This Is Exactly Where I’m Supposed to Be
I used to see life as something to just power through, but not anymore
Contrary to popular belief, I’m not productive all the time. I can’t be productive all the time. Not every moment of my being is spent trying to better myself. I just spent about 30 minutes with a graduate school assignment due in two hours, laying in bed, trying to get out of bed, feeling so overwhelmed I kept trying to take a short nap, not actually sleeping, then getting up to actually work on my graduate school assignment.
It was a frustrating moment, but I have many that seem circuitous and unproductive. Not every waking moment of my day is structured or goes like I planned. And that’s something I used to try to fix and try to hack. Because I wasn’t who I wanted to be and where I wanted to be, there must have been something wrong. I started trying to force myself to be my ideal, mechanized self who always gets shit done as well and fast as possible. As a special education teacher, writer and editor, graduate student, and someone studying for law school — I needed a fix and a hack, or else I couldn’t get by with all the high expectations for myself.
Yeah, that was quite a recipe for failure. The 30 minutes just laying and agonizing in bed — that was exactly where I was supposed to be. Each place I am and each feeling I’m feeling — that’s exactly where I’m supposed to be. I get anxious before moments of great calm and peace. I get depressed before moments of great joy and fun. I don’t control my emotions, and I never have.
Sometimes in my moments of great darkness, often pretty late at night where I had the worst possible thoughts of being a waste of space, I would obviously feel terrible about myself. But then I would feel terrible for feeling like shit, amplifying how much I felt like absolute shit. My resistance and feeling that “this is completely wrong” and “this is not normal” were counterintuitive to actually feeling better, actually moving past a present moment of darkness.
However, these days I’m much better at managing and responding to my emotions. And much of that comes from what I learned as a runner that I have applied to the rest of my life. When I run, I use a mantra called “no surge,” which means what I sound like — I avoid sudden, drastic surges and efforts to seize the race by force. I listen to my body. I give the appropriate amount of effort at the given point. Eventually, a faster effort feels normal and easier. I maximize my performance by not giving into huge saps of energy in surges.
I’ve started to see life as one big run. With the mindset behind “no surge,” I have kinder inner talk with myself. I tell myself “Ryan, this is exactly where you’re supposed to be.” However emotion I feel, I don’t suppress it anymore. However my body feels, I don’t ignore to just keep pushing forward over and over.

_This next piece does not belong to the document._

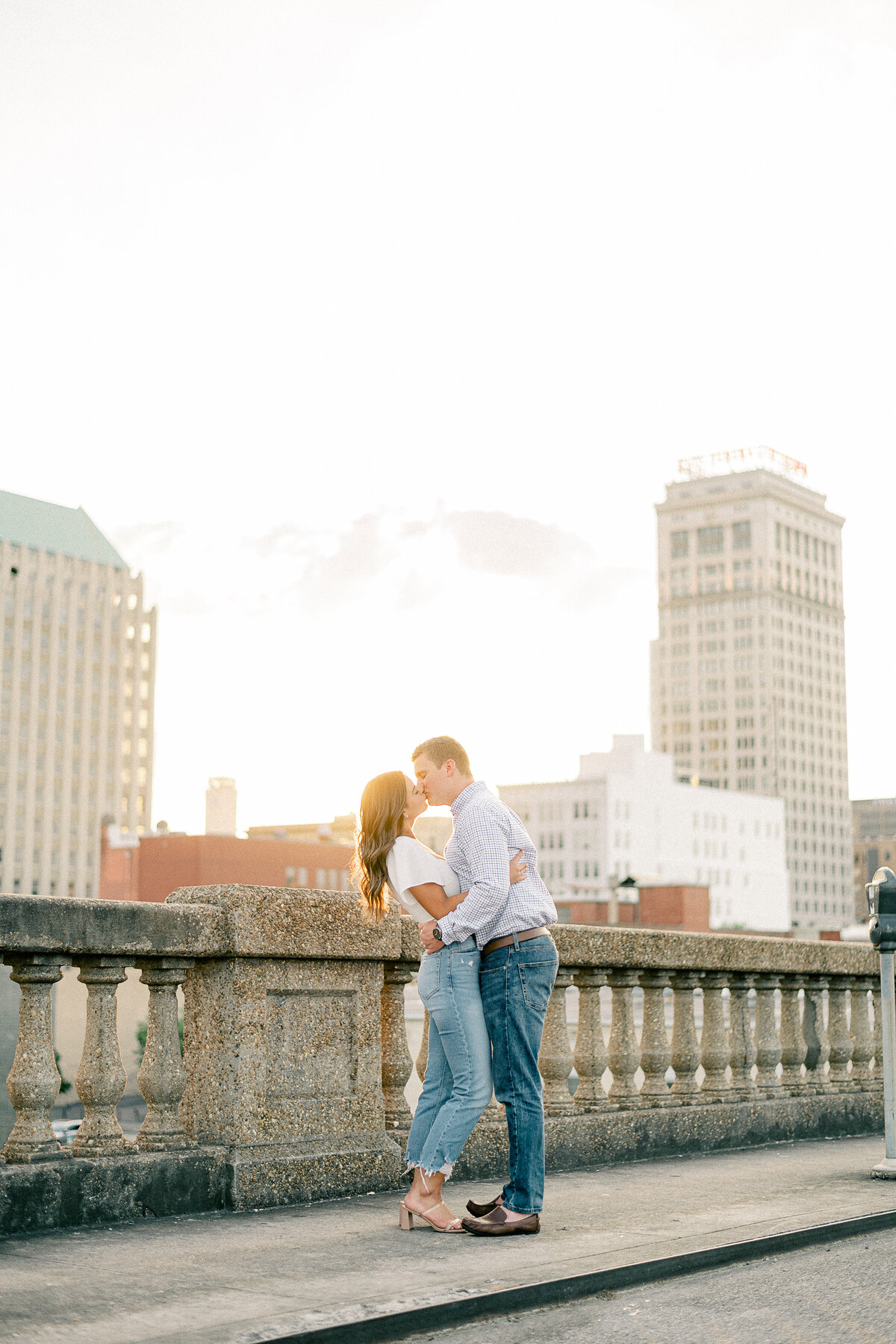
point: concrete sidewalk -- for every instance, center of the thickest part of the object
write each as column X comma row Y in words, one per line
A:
column 235, row 1278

I used to see life as something to just power through, but not anymore
I powered through the latest shift at work. I powered through high school, college, and a whole other bunch of personal challenges. I powered through that. I can power through this.
Sheer force and determination were the name of the game. All I needed to do was to keep powering, powering, and powering. Eventually, when my mind and body were telling me I needed to take a break and I had to stop for a moment to just rest, I’d keep on trying to power. I neglected sleep, a proper diet, and other forms of self-care just to keep powering.
Sure, I knew I wasn’t a machine of production. But that didn’t stop me from working myself like a horse all the time. It wasn’t actually about maximizing my productivity either — to some degree, I saw being a servant to constantly working as a status symbol of sorts.
It’s different now. I’m not perfect, but I’m much more accepting of myself and my place in the world right now. I start practicing what I preach in terms of growth mindset and make sustainable improvements and change instead of suddenly trying to make drastic changes in my life.
Takeaways
My assignment is now due in one hour. But it will get done, much like all the rest of them have gotten done. Life will go on and I can’t even remember writhing around in my bed, beating myself up an hour ago.
A lot of the time, I feel like I’m supposed to be somewhere else, when in reality, this present moment is where God intended me to be. This is where I’m supposed to be. I don’t need to surge to the rest of the destination, but rather I can move where my mind, body, and soul dictate I move.
I won’t say where you are is exactly where you need to be either. I think it’s dangerous to extrapolate a mindset and mantra that works for me to other people. “This is where I’m supposed to be” has become an auxiliary mantra, and according to Dr. Jennice Vilhauer at Psychology Today, what I do is mantra meditation, a means of quieting and focusing my mind using a phrase I recite silently. Having a mantra is very beneficial to mental health, helping to stop our normal train of thought and clearing our minds.
I love the words of Marisa Donnelly, the author of Somewhere on a Highway, who said:
“So stop. Stop worrying. Stop wondering. Stop letting yourself feel defeated and broken. You are none of those things. You are a person who is growing, changing, learning, becoming, succeeding. And where you are right now? That’s exactly where you’re supposed to be.”
So this is exactly where I’m supposed to be. Instead of fighting and trying to be more of who I want to be, I can accept myself for where I am.